Comment on attachment 215240 [details] Changes the behavior Clearing flags on attachment: 215240 Committed r158093: <http://trac.webkit.org/changeset/158093>
All reviewed patches have been landed. Closing bug.
> This shows the list of failing tests on the bots. I don't think that this answers my question about use cases. Listing tests that are currently failing is not a job for the dashboard, which is for historic analysis of results.
(In reply to comment #6) > > This shows the list of failing tests on the bots. > > I don't think that this answers my question about use cases. Listing tests that are currently failing is not a job for the dashboard, which is for historic analysis of results. If you're talking about http://build.webkit.org/dashboard/, I find it impossible to use because it doesn't have links to builder's page and it has -webkit-user-select: none along with dozens of other problems.
Can you please file bugs for those? That is the tool intended to be used for looking at immediate state of the bots, and adding duplicate functionality to other tools is not the best path forward. We'll just end up with a set of tools that no one but their creators understand or use. build.webkit.org/dashboard is also meant to be the primary entry point into the regression test bot system for most people, because checking historic flakiness is an activity that is secondary to checking immediate state. Buildbot waterfall and console certainly have their use, but mostly for people who administer the system, not for WebKit developers in my opinion. There is a bunch of bugs and enhancement requests filed already, you can find these by searching for "build.webkit.org/dashboard" in Bugzilla titles. I encourage you to file bugs in terms of use cases that aren't addressed well (i.e. not simply "please remove user-select:none", but "I often need to do XXX when bot watching, and it's difficult to do now").
(In reply to comment #8) > build.webkit.org/dashboard is also meant to be the primary entry point into the regression test bot system for most people, because checking historic flakiness is an activity that is secondary to checking immediate state. Buildbot waterfall and console certainly have their use, but mostly for people who administer the system, not for WebKit developers in my opinion. I don't see a point in doing that given I'm satisfied with what build.webkit.org/waterfall and build.webkit.org/console provides. Those two pages provides exactly the kind of information I need.
> I'm satisfied with what build.webkit.org/waterfall and build.webkit.org/console provides In this case, can we just get rid of the "failing" display in the new flakiness dashboard?

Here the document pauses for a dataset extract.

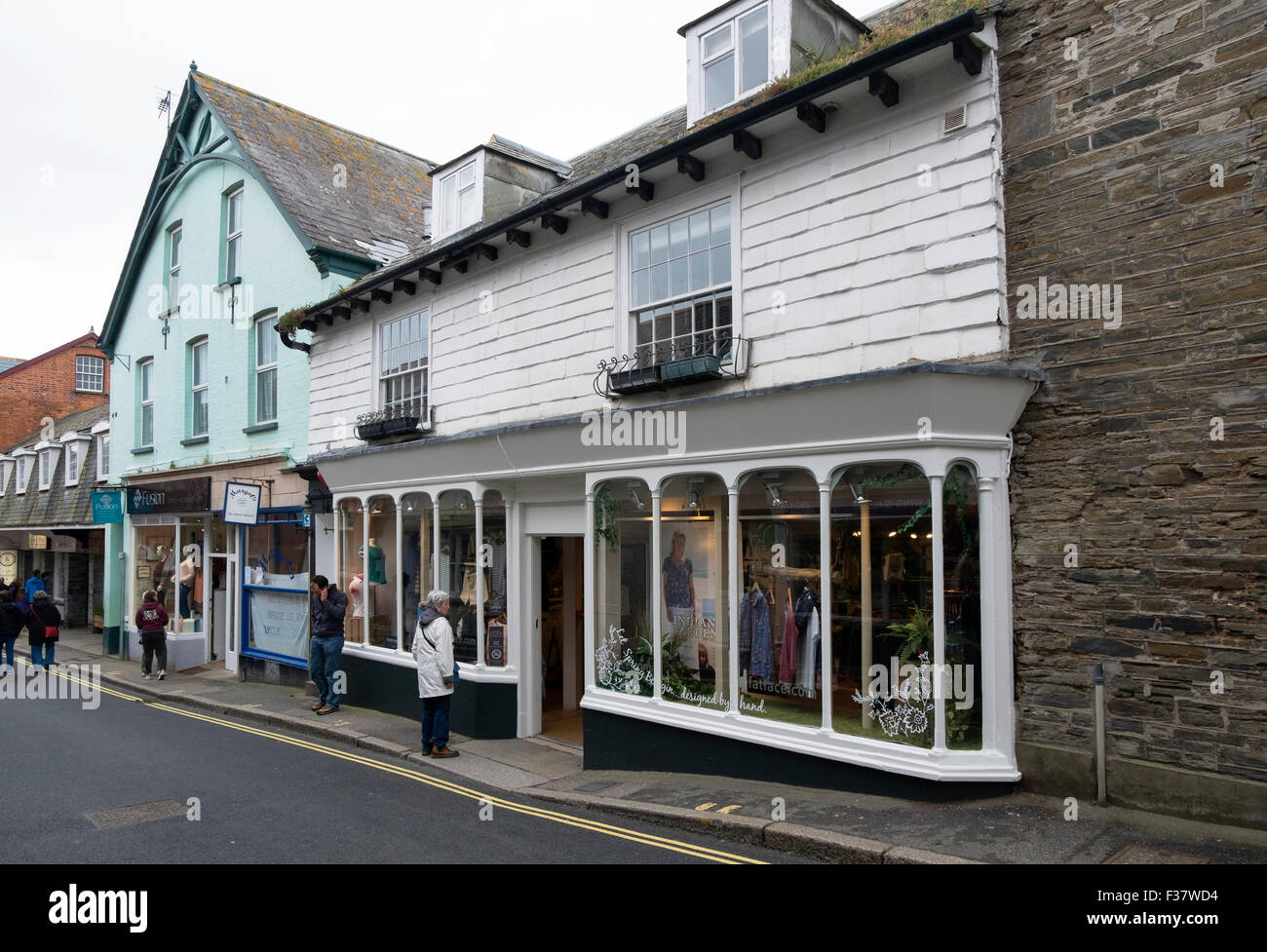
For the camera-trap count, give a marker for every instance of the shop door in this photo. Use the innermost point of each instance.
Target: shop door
(558, 631)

(In reply to comment #10) > > I'm satisfied with what build.webkit.org/waterfall and build.webkit.org/console provides > > In this case, can we just get rid of the "failing" display in the new flakiness dashboard? Why? The historical results of currently failing tests is exactly what bot watchers need to see to determine which patch caused the failure and whether tests have been flaky or not.
I think I'm disagreeing with the statement that "checking historic flakiness is an activity that is secondary to checking immediate state". In my experience, viewing the historical results of a test has been essential in determining the culprit and the correct test expectation to add. Knowing how many tests are failing on a builder doesn't get me anywhere as a bot watcher because my primary job as a bot watcher (contacting the patch author, etc…) cannot be carried out until the culprit is determined. I don't know what revision number http://build.webkit.org/dashboard/ is showing but automatically determining the culprit has already been tried by TestFailures and garden-o-magic. They have both miserably failed to carry out the promise. The task of this sort is best done by humans.